The bank charges a commission when it matches a buyer and seller and uses its own capital to act as a market maker, if necessary. The system allows it to control the number of investors in any security, which the regulations insist must stay below a threshold of 499, or the issuer must register as a public company.
Goldman declined to comment on the volumes of trading in Oaktree. However, Orla Nallen, managing director at The Bank of New York, said at a recent Securities Industry and Financial Markets Association conference on hedge funds: “A lot of managers are teed up to do private sales such as Oaktree, as not as many are ready to go public as you think.”
James Sullivan, a partner in the corporate transactions and securities group at law firm Alston & Bird, said he had talked to private equity managers that had considered an initial public offering but hesitated because of regulatory requirements, such as Sarbanes-Oxley.
He said as a result, and now that investors can trade among themselves more easily, private placements have become a more attractive option. In a memo accompanying the sale of the stake, Oaktree Capital Management said it did not want to be subject to all the regulations applicable to publicly-traded companies in the US.

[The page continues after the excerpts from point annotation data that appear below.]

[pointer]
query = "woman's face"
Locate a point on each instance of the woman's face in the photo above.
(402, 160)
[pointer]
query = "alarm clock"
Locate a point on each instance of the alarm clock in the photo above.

Other private equity firms, including Apollo Management and TPG Capital, are considering selling their stakes privately. Rival Blackstone Group has chosen the alternative public route, filing for a $4.7bn flotation after having raised $3bn from China's State Investment Company. A successful float by Blackstone could encourage rivals to follow.
Bankers said interest in raising equity capital had soared since February's impressive market debut by private equity and hedge fund manager Fortress Investment Group. Its shares were listed at $18.50 and spiralled to $37. They have since fallen to below $30 but the company trades on an earnings multiple of 26.
Fintag says GSTrUE, Turquioise, Jiway (remember them?), don't you think the banks are getting a bit too carried away? They seem to want to own the full supply chain. Still, if it makes trading more transparent and cheaper then its a good thing.